Originaire de Shenzhen, Du Yuan est une artiste céramiste autodidacte dont la pratique est née d’une rencontre fortuite avec l’argile, devenue au fil du temps un langage instinctif.
À l’occasion de l’ouverture de la boutique Sessùn à Shenzhen, pensée autour de l’évocation du boulier, elle imagine une série de pièces en résonance avec cet univers. Ses formes, douces et arrondies, portent l’empreinte du geste et traduisent une approche intuitive, où la matière, le temps et la mémoire se répondent.
Nous avons rencontré Du Yuan, qui nous a ouvert les portes de son atelier et partagé sa vision du geste et de l’évolution de son travail.


Pouvez-vous vous présenter et nous parler de votre parcours ?
Je suis céramiste. J’ai grandi à Shenzhen et je vis aujourd’hui à Foshan. Cela fait maintenant sept ans que je travaille l’argile. Je n’ai pas suivi de formation en céramique : je l’ai découverte par hasard, et j’ai immédiatement su que je ne cesserais jamais de travailler cette matière.
Quelles sont vos sources d’inspiration ? Y a-t-il des artistes ou des mouvements artistiques qui influencent particulièrement votre travail ?
Mon inspiration vient principalement de ce qui m’entoure, de choses très simples et proches : des pierres au bord du chemin, l’écorce d’un vieil arbre dans la cour, les cendres de bois qui s’échappent du four. Les céramiques chinoises anciennes ont aussi profondément marqué mon regard : leurs lignes épurées, les traces du temps à leur surface, leur justesse. J’aime cette beauté naturelle, sincère, presque silencieuse.

Comment intégrez-vous des pratiques durables et éthiques dans votre travail ?
La céramique est, par essence, liée à la terre, à l’eau et au feu. J’utilise de l’argile brute issue de mines locales à Foshan, afin de limiter le transport et le gaspillage de matière. Lors de la cuisson, j’optimise chaque espace du four pour éviter toute perte de chaleur.. Mes pièces sont faites pour durer et accompagner les usages quotidiens. Pour moi, la durabilité n’est pas un concept, mais une manière de vivre : prendre ce dont on a besoin, utiliser ce que l’on prend, et rendre le reste à la terre.

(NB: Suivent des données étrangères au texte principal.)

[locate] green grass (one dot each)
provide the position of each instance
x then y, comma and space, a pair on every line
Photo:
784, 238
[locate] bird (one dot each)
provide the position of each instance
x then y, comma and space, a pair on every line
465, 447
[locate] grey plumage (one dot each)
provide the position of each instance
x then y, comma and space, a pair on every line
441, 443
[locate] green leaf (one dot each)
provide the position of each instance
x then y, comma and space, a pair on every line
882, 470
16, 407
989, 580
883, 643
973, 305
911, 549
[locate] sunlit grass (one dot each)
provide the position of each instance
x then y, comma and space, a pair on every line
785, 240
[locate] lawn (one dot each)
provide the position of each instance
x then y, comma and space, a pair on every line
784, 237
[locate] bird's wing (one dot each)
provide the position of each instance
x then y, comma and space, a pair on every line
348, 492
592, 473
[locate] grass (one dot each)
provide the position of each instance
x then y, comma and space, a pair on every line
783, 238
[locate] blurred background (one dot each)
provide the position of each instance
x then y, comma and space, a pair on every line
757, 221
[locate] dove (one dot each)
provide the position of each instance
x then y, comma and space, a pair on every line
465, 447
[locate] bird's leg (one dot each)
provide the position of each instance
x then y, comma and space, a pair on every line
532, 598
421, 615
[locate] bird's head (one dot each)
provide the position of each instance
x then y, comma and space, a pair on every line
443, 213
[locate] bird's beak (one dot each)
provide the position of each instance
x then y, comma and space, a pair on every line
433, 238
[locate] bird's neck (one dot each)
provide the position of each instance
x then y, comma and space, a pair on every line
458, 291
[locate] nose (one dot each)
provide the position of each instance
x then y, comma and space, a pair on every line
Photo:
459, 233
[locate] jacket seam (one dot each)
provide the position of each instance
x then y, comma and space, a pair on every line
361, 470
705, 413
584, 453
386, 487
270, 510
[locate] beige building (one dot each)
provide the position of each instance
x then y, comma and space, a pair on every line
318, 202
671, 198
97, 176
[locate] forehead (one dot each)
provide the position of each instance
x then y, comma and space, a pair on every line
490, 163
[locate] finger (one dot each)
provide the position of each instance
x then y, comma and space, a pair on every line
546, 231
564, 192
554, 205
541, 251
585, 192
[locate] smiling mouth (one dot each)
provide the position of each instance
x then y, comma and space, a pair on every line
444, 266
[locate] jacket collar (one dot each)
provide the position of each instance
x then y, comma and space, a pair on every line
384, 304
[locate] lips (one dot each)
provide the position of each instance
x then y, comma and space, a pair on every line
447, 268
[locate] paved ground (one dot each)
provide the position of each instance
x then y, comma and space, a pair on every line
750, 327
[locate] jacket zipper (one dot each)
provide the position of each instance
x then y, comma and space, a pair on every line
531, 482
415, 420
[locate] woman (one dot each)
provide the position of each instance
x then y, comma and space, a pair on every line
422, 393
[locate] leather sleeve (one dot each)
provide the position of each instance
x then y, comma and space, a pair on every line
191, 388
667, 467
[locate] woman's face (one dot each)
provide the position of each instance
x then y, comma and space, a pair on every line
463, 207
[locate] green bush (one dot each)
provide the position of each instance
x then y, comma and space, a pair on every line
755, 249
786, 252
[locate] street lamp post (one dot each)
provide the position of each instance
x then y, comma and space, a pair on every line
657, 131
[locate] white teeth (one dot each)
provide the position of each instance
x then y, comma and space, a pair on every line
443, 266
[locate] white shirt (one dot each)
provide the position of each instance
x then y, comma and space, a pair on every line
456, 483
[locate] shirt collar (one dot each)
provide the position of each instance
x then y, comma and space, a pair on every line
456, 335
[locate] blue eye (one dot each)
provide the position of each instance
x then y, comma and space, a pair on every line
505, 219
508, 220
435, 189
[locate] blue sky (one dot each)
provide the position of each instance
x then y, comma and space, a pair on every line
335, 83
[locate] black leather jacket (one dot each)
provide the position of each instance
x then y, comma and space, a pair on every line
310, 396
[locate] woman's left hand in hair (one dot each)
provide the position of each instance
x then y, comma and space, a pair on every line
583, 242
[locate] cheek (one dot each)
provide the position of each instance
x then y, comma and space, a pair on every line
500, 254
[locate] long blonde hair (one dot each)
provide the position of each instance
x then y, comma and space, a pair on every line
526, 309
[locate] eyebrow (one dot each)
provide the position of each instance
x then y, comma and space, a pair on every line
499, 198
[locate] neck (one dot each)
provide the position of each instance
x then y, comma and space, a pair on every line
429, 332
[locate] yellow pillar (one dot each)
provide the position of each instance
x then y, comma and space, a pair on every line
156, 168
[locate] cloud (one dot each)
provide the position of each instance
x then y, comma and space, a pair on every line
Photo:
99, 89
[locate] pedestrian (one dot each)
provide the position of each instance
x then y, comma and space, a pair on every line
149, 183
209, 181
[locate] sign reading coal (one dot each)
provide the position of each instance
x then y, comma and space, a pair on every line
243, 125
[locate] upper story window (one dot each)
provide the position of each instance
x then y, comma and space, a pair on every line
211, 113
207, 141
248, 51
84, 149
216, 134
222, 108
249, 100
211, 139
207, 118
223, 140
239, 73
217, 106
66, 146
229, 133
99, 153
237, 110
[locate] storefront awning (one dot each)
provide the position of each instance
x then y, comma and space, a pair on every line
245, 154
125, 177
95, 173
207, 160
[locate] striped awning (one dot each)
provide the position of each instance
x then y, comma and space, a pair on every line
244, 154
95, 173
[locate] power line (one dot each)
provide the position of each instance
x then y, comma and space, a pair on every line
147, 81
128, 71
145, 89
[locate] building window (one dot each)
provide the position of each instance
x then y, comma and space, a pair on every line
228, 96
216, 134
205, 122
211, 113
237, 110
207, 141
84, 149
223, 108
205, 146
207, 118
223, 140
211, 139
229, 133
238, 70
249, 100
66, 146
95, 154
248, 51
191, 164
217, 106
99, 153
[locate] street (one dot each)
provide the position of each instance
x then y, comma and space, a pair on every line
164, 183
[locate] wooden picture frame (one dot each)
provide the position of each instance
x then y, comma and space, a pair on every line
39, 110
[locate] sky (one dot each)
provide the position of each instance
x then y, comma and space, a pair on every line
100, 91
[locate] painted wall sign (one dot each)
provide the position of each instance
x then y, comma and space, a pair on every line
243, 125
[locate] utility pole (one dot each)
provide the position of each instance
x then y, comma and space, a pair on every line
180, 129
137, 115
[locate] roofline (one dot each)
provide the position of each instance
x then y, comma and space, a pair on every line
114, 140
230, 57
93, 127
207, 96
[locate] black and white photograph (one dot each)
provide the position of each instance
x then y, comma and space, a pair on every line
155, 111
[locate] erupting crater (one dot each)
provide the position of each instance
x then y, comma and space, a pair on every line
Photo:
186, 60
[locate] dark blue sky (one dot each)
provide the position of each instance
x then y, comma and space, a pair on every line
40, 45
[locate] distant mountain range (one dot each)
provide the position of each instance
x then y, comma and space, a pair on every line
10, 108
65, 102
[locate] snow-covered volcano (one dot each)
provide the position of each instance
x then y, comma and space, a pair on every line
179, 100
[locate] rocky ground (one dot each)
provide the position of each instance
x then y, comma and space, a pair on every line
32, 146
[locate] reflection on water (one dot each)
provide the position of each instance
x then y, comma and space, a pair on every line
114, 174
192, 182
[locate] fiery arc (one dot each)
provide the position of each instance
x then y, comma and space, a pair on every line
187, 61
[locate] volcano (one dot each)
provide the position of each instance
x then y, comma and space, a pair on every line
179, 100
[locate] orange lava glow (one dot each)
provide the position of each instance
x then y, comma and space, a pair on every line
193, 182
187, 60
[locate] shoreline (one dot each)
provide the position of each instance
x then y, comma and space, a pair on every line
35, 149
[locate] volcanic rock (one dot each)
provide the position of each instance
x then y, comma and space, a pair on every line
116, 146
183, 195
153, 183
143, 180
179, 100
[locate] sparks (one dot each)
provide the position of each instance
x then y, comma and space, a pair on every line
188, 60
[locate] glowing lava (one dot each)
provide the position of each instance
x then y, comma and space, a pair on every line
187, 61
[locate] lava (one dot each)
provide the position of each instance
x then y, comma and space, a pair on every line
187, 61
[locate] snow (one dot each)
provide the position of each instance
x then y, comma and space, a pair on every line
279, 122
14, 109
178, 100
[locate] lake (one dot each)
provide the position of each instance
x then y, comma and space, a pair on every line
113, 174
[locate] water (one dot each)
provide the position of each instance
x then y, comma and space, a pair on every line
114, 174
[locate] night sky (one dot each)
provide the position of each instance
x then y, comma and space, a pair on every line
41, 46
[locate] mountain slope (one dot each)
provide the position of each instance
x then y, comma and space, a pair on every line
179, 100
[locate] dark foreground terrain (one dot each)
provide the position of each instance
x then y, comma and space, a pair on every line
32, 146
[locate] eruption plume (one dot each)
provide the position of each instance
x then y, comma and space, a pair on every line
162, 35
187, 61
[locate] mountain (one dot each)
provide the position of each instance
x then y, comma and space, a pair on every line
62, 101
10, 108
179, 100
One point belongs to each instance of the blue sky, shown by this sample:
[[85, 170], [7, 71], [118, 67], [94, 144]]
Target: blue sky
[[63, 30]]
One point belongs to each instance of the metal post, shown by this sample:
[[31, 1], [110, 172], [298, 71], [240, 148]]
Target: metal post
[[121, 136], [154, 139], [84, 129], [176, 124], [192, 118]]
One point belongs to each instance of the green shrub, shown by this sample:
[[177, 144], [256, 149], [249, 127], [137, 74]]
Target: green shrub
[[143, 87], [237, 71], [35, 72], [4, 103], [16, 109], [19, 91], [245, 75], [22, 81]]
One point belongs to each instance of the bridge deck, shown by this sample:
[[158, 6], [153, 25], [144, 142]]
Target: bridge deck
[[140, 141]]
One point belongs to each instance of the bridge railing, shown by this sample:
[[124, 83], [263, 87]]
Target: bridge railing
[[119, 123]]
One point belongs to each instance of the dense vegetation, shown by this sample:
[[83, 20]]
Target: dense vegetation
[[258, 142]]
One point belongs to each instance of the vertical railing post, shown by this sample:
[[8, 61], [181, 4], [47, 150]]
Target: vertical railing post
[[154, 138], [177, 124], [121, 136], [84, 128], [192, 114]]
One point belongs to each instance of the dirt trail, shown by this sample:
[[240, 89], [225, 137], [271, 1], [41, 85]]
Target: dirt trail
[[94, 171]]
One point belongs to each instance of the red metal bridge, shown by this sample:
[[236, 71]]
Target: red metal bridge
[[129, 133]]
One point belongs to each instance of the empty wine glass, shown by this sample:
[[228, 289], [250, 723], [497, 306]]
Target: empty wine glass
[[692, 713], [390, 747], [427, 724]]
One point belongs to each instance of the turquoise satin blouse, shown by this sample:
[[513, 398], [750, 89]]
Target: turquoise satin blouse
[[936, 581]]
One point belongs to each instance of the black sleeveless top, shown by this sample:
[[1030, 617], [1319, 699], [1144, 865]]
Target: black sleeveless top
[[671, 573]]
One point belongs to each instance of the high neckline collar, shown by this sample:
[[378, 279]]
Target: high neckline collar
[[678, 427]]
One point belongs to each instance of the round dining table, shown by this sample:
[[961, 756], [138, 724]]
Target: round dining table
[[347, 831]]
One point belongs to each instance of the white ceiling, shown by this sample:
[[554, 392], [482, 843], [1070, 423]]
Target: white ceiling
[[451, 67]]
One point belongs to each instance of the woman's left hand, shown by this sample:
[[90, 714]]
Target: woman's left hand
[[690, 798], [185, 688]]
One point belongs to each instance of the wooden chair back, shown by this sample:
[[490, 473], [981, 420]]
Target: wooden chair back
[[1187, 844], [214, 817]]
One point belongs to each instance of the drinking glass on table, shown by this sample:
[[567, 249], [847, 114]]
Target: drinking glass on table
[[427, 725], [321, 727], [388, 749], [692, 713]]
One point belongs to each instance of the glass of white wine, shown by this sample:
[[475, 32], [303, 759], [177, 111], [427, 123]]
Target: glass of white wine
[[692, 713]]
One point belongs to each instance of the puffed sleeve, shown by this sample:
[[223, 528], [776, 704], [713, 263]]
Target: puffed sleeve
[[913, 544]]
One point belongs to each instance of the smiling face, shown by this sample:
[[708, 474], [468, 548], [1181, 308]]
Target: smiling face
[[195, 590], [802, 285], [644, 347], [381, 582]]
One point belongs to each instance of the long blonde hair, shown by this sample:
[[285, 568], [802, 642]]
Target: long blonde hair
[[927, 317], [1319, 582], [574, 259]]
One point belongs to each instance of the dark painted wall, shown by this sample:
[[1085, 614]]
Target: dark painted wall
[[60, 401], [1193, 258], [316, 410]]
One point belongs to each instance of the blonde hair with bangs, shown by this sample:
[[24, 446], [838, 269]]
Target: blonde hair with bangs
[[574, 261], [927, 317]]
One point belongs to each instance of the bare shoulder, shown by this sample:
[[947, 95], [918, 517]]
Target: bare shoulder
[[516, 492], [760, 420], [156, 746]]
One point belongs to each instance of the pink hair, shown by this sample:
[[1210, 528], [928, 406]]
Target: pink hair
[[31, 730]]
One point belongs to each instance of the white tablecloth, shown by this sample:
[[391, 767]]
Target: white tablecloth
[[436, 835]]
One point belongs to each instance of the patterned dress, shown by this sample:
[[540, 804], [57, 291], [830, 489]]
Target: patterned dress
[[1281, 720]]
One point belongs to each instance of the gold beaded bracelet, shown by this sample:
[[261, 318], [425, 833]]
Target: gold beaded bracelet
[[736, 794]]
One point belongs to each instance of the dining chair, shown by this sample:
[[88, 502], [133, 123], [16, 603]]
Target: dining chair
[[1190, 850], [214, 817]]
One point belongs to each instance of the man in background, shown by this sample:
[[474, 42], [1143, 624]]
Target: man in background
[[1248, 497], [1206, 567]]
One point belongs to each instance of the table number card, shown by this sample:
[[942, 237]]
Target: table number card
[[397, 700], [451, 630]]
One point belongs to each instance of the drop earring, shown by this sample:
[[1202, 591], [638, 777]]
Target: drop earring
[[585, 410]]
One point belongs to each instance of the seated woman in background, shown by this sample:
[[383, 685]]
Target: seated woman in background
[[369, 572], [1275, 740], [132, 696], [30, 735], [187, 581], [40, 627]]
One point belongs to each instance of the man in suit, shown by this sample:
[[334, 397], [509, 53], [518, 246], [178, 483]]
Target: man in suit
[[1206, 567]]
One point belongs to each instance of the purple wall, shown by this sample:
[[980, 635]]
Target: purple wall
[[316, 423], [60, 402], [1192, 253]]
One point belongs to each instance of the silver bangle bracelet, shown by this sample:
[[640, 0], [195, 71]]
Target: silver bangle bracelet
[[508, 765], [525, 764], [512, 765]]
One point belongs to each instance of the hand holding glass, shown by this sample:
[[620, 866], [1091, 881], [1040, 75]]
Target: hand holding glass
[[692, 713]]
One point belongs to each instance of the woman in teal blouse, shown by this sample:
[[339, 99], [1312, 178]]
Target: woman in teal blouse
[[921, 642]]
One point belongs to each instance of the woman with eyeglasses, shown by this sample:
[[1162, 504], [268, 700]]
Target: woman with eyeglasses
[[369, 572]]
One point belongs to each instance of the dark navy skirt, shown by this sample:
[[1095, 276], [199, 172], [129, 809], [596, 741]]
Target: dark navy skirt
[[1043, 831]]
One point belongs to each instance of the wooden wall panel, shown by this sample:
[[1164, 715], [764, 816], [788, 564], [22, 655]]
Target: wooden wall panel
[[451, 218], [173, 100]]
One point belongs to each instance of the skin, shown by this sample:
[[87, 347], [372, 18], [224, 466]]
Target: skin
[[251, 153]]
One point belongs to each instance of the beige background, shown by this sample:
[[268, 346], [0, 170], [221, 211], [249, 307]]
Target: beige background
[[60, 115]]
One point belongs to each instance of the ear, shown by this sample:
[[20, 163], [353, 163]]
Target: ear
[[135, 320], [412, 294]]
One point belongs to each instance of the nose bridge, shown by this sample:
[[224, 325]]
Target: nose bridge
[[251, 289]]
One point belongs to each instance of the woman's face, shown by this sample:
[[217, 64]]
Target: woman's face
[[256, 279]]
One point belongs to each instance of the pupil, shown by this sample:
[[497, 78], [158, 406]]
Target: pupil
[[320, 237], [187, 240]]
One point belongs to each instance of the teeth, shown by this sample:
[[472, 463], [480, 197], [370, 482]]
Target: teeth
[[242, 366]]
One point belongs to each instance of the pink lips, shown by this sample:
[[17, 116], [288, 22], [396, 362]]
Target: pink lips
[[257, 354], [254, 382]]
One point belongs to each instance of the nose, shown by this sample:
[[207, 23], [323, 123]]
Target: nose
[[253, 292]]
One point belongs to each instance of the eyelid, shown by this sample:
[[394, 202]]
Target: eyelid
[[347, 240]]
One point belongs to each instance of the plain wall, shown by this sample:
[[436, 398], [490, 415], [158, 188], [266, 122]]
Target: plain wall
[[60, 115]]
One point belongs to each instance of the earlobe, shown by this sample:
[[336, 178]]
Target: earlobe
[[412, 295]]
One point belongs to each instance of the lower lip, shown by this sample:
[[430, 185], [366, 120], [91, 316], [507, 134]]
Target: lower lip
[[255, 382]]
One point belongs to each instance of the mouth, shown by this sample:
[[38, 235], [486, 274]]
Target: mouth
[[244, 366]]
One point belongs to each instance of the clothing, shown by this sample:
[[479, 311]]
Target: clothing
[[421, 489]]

Comment votre langage esthétique s’est-il construit ? Y a-t-il eu un moment ou une expérience clé qui a défini votre style ?
Mon parcours en céramique accompagne mon propre cheminement. Tout a commencé par une simple curiosité. Des petits objets liés au thé aux grands vases d’aujourd’hui, je n’ai cessé d’explorer et de repousser mes limites. Mon langage s’est construit de manière intuitive : mes mains vont souvent plus vite que ma pensée. Chaque geste, chaque ajout d’argile devient une décision esthétique.
Quel rôle jouent la recherche créative et l’expérimentation dans votre pratique ?
Je planifie peu, mais j’agis vite. Lorsqu’une idée surgit, je commence souvent à la mettre en forme avant même de l’avoir pleinement développée. Je crois au faire, à ce que la pratique révèle en chemin.

Pour la nouvelle boutique de Shenzhen, vous avez conçu des pièces en céramique. Pouvez-vous nous en parler et décrire votre processus créatif, de l’idée initiale à la réalisation finale ?
Shenzhen est une ville que je connais intimement : j’y ai grandi avant de la quitter à l’âge adulte. J’ai toujours ressenti une certaine distance avec les grandes métropoles. Pour cette boutique, j’ai imaginé des formes plus douces, aux contours arrondis, qui apportent une sensation de calme et de lenteur, quelque chose de plus accueillant.


Quelle technique avez-vous utilisée et combien de temps a été nécessaire pour réaliser les œuvres de la boutique ?
J’utilise une technique très traditionnelle de modelage à la main. J’aime la liberté qu’elle offre, le fait de pouvoir façonner directement avec mes doigts et d’en laisser la trace. Du pétrissage de l’argile à la cuisson, en passant par le façonnage, le séchage, l’émaillage et le nettoyage final, chaque pièce demande près d’un mois de travail.